As my point of view and habit, I prefer the dimensional modeling for QV model. I found the synthetic key is always big problem in QV model based on traditional table relationship(ER mode), some problems we need to fix, like loop bug!
Based on dimensional model(Star schema), relationship of tables is quite clear and our QV job will be also high efficient. so most of time, this dimensional model will be obtained from DM and EDW. Most of job for table integration and clear will be implemented by ETL staff, QV guys should focus on dashboard design rather than cleaning synthetic key bug.
Hi Steve,
Regarding concatenating two fact tables into one. If both of the tables data is in hundred millions of record then concatenating may impact the performance as we need to use set analysis or if clause in expression for differentiating the data. We can take the example of Transaction and Invoice amount.
What should be the solution in that case.
Regards,
Anosh Nathaniel
Hi Anosh,
You will find that using Set Analysis to access half of the rows in one huge fact table is much more performant than accessing values in separate tables with a complex join key. In the case of invoice line items and invoice details there will be an obvious join key, and for simplicity with relatively small numbers of rows I might go for two tables with a join – however with serious numbers of rows the single fact will be better. The other advantage of concatenation is that if you have any other commonality (eg. Date, Year, Qtr) etc. you can have single fields for these – rather than needing separate fields with slightly different names on each of the tables.
Hi Steve,
Thanks for your reply. I understood what you want to say. I have few questions regarding implementation and bug fixing of Qlikview appliation.
1. How the tabs in Qlikview for datamodel script and QVD generation script should be created? Should each tab be created based on database tables or they should be created based on UI tabs? Which approach should be better in terms of code quality and maintainability?

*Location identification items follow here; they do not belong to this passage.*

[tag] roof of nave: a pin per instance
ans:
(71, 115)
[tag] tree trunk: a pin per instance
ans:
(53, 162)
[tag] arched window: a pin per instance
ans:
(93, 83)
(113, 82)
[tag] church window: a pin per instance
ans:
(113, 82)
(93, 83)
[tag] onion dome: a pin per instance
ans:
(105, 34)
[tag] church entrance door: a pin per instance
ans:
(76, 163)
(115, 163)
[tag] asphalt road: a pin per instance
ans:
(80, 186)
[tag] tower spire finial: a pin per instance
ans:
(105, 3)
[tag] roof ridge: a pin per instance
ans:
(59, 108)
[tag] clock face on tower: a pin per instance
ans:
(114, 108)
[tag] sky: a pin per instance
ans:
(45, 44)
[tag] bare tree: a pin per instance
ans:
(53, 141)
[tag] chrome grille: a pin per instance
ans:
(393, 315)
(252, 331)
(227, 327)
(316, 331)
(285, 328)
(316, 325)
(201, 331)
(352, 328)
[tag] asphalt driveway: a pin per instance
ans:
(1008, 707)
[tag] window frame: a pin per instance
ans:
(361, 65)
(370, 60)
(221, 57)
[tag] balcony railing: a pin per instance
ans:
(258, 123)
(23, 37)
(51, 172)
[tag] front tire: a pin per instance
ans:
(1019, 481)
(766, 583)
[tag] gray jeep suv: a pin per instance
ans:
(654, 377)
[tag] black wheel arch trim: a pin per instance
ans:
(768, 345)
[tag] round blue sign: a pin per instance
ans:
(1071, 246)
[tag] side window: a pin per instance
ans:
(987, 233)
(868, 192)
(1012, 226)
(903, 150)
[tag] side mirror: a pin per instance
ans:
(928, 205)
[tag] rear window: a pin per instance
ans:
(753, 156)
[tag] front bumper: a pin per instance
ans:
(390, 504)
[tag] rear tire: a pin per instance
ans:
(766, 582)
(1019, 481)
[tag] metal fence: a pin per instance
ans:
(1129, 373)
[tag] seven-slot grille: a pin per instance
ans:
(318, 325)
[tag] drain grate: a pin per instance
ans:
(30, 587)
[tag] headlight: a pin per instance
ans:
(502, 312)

2. If an production Qlikview application is taking ~1 hour to load and there is any changes/modification/bug comes, doing a little change in script and loading it fully to see the effect is very cumbersome process. We can also partially load the script but it can only be used to check whether our changes are syntactically correct.
Any suggestion how can we speed up this process?
Hi Anosh,
I personally always have a tab per main datasource in my load scripts – with no bearing on UI tabs at all. Other tabs that may be present are Mapping Tables, Looping Constructs, Variables, Clean-Up.
If you have an hour long load there is probably some optimisation that can take place – certainly incremental loads if those are not already in place.
If you can split out the creation of different QVD files into separate generators this can mean that you can work on one at a time that can save a lot of time – it also means you can schedule things to run concurrently which can also speed up overall run times. Where I do have multiple QVD creates in a single app I will often put each tab in an IF statement, with a set of flags on the first tab to select which tabs should run.
Debug with limited rows can be useful – but make sure you comment out any QVD writes if you use this (particularly if used for incrementals). Also, putting a TOP statement in your SQL script rather than using the QlikView debug can be quicker – and means you can get fewer rows from just one of the tables in your load.
It’s always a case of finding the best solution for the specific set of circumstances – no two implementations are ever exactly the same!